Die hiergegen gerichtete Revision des Angeklagten, die er auf die nicht ausgeführte Sachrüge stützt, ist zulässig (nachfolgend 1.) und führt nur zu der aus der Beschlussformel ersichtlichen Korrektur (nachfolgend 2. und 3.), im Übrigen ist sie unbegründet im Sinne des § 349 Abs. 2 StPO.

1. Mit Beschluss vom 20. Juli 2022 hat das Landgericht die Revision des Angeklagten gegen das vorgenannte Urteil als unzulässig verworfen, da bis zum Ablauf der am 14. Juli 2022 endenden Revisionsbegründungsfrist keine Revisionsanträge angebracht worden seien. Gegen diese am 26. Juli 2022 zugestellte Entscheidung hat der Verteidiger mit seinem am 28. Juli 2022 bei Gericht eingegangenen Schriftsatz, mithin innerhalb der Frist des § 346 Abs. 2 Satz 1 StPO, die Entscheidung des Revisionsgerichts beantragt.

Der zulässige Antrag ist begründet. Denn der Verteidiger hat bereits mit Schriftsatz vom 12. Juli 2022, welcher noch am selben Tag als elektronisches Dokument und damit innerhalb der Frist des § 345 Abs. 1 StPO sowie in der nach § 32 d StPO vorgeschriebenen Form bei Gericht eingegangen ist, die Revision begründet. Der Eingang dieses Schreibens war offenbar zunächst übersehen worden.

Da der Beschluss des Landgerichts Bonn vom 20. Juli 2022 auf den Antrag nach § 346 Abs. 2 StPO einschließlich der darin getroffenen Kostenentscheidung aufzuheben ist, bedarf die insoweit gleichzeitig erhobene „sofortige Beschwerde“ keiner Entscheidung.
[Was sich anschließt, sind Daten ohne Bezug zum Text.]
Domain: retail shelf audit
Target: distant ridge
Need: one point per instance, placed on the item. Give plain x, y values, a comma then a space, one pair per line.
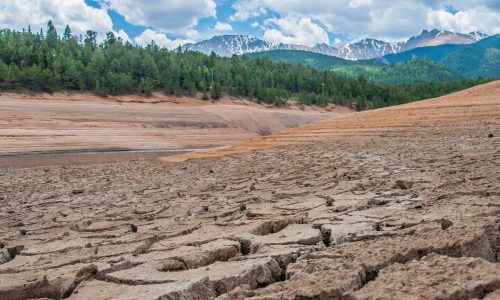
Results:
367, 48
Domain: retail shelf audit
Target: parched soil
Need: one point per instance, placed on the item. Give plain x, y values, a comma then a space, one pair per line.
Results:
82, 123
397, 203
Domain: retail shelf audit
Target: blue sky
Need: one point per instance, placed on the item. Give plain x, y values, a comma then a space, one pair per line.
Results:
173, 22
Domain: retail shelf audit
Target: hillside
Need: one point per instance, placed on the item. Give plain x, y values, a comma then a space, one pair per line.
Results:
394, 203
32, 62
481, 59
365, 48
310, 59
414, 71
44, 125
477, 103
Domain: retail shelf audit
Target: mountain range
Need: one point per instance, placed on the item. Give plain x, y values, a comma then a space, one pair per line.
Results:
443, 63
227, 45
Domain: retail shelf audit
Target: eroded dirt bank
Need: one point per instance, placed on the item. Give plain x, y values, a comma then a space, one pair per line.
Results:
75, 122
406, 209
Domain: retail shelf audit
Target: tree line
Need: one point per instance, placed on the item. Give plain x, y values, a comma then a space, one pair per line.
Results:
46, 62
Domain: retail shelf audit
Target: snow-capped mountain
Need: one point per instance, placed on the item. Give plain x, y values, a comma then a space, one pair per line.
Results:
366, 49
227, 45
439, 37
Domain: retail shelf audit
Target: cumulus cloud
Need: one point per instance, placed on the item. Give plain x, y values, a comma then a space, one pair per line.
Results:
160, 39
294, 30
123, 35
466, 21
392, 21
172, 16
79, 16
220, 26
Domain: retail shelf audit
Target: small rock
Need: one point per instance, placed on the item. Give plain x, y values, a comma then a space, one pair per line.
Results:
86, 272
341, 208
445, 223
21, 232
171, 265
377, 202
404, 185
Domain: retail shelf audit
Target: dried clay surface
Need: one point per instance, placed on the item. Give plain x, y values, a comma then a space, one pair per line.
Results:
398, 203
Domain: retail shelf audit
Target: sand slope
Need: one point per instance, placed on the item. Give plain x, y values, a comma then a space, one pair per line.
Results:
400, 203
85, 122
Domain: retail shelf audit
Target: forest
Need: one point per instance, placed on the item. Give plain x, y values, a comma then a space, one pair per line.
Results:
46, 61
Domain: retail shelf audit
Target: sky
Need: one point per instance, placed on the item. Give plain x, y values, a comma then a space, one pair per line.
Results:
171, 23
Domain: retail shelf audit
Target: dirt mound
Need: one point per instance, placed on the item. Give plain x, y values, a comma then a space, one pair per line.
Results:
388, 204
75, 122
477, 103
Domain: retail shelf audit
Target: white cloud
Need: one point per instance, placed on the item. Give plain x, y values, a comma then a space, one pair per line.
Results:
294, 30
220, 26
172, 16
123, 35
465, 21
382, 19
79, 16
160, 39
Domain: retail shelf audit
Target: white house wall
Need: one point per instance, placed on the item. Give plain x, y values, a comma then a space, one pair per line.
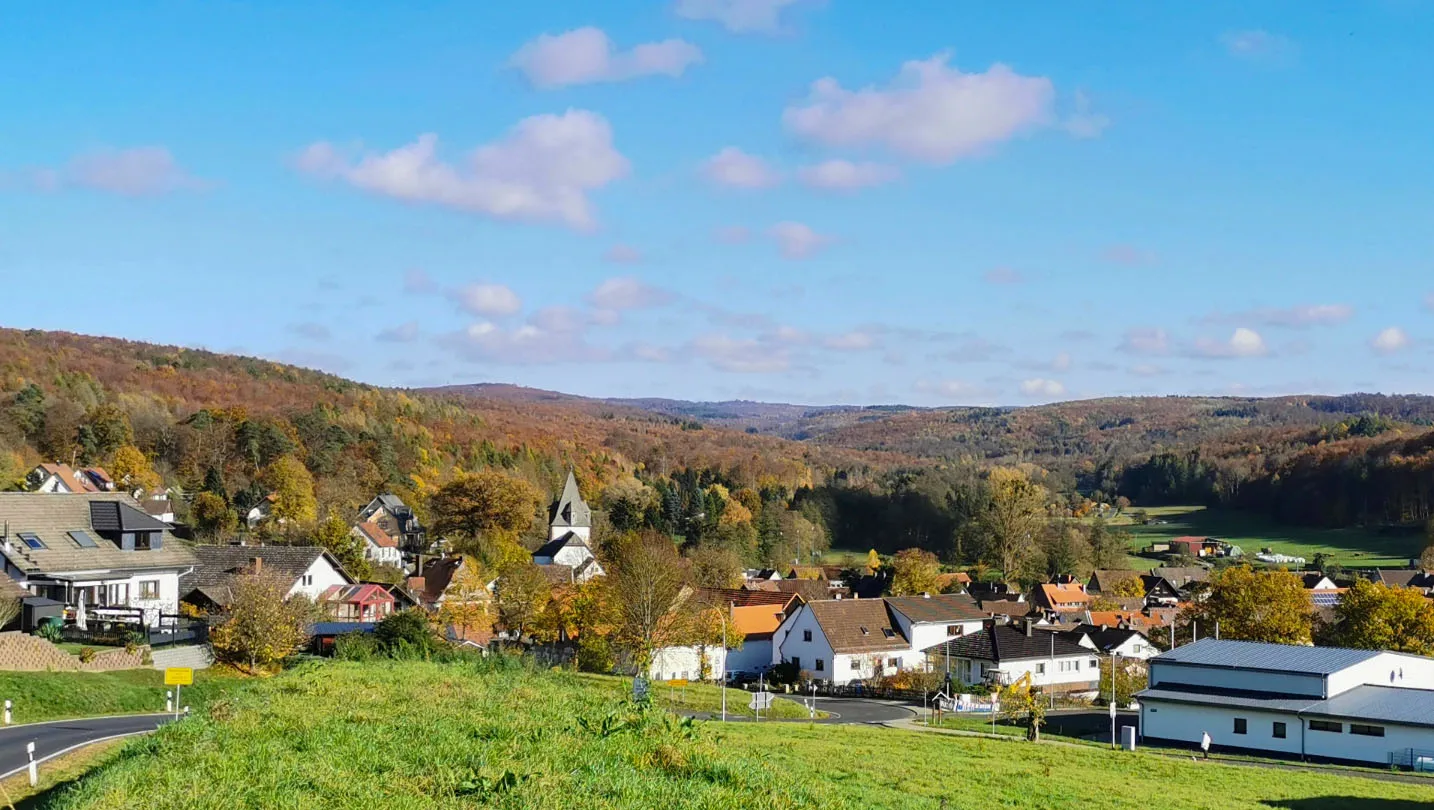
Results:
321, 575
753, 657
686, 663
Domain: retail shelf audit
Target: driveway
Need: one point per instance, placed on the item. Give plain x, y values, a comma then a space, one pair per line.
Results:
59, 736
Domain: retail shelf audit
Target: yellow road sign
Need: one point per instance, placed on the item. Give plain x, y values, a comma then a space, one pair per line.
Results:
178, 677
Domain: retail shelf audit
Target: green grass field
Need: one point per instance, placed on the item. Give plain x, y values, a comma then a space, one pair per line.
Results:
1352, 548
58, 696
501, 734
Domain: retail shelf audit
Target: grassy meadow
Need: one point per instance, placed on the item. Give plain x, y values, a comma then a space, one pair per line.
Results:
501, 734
1352, 548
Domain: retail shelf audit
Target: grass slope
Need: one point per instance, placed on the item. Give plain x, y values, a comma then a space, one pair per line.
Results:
402, 736
1354, 548
58, 696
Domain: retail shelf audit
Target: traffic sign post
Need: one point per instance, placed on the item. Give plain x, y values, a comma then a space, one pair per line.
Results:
178, 677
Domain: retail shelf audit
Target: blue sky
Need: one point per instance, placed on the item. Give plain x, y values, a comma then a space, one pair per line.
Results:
809, 201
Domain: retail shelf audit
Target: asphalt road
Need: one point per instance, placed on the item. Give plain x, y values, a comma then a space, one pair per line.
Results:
53, 739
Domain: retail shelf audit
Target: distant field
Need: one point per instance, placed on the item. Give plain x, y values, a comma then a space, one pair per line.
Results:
428, 736
1352, 548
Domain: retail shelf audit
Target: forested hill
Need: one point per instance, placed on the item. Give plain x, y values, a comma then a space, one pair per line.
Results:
197, 413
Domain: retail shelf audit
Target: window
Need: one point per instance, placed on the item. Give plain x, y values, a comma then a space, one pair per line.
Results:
83, 541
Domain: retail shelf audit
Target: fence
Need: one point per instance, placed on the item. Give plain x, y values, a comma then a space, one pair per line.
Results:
1413, 759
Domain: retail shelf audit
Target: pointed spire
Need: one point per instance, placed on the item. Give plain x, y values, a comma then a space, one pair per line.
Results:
571, 511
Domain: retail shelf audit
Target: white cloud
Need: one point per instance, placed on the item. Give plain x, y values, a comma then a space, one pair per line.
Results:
929, 112
1083, 122
486, 300
733, 168
737, 16
1390, 340
1146, 340
419, 283
855, 340
541, 171
1292, 317
1044, 389
952, 389
145, 171
1004, 275
525, 344
623, 254
740, 356
1256, 45
1242, 343
311, 331
402, 333
587, 55
845, 175
796, 240
627, 293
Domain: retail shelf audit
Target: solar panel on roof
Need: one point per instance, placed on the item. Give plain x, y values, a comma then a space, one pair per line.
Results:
82, 539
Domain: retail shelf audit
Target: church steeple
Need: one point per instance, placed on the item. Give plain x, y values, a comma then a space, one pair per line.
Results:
571, 511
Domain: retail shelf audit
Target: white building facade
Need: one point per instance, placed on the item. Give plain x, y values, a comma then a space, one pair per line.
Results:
1355, 706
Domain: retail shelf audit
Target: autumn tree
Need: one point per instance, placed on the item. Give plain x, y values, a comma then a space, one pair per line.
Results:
339, 538
260, 627
1013, 519
716, 567
466, 602
1255, 605
522, 594
644, 582
1371, 615
132, 469
481, 505
211, 516
914, 571
291, 486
2. Der Schuldspruch zu Fall 8 der Urteilsgründe bedarf aus den Gründen der Zuschrift des Generalbundesanwalts der Korrektur dahingehend, dass die tateinheitliche Verurteilung wegen sexuellen Missbrauchs von Jugendlichen entfällt (vgl. auch BGH, Beschluss vom 18. April 2001 - 3 StR 114/01 mwN). Darüber hinaus hat die auf die Revision des Angeklagten gebotene umfassende Nachprüfung des Schuld- und des Strafausspruchs keine Rechtsfehler zum Nachteil des Angeklagten erbracht. Der Senat kann ausschließen, dass das Landgericht bei zutreffender konkurrenzrechtlicher Bewertung eine geringere Einzel- oder Gesamtfreiheitsstrafe verhängt hätte, zumal es der angenommenen Verwirklichung auch des § 182 Abs. 2 StGB im Fall 8 der Urteilsgründe kein strafschärfendes Gewicht beigemessen hat.

3. Die Adhäsionsentscheidung bedarf nur insofern der Korrektur (entsprechend § 354 Abs. 1 StPO), als die beantragten Prozesszinsen erst ab dem der Antragstellung folgenden Tag zu zahlen sind (vgl. Senat, Beschluss vom 26. Juni 2019 - 2 StR 190/19); der Antrag wurde - entsprechend einem zuvor bei Gericht eingereichten und zugestellten Entwurf - hier erst in der Hauptverhandlung vom 29. März 2022 gestellt.

4. Der geringe Teilerfolg rechtfertigt es nicht, den Angeklagten gemäß § 473 Abs. 4 StPO teilweise von den durch sein Rechtsmittel entstandenen Kosten und Auslagen freizustellen.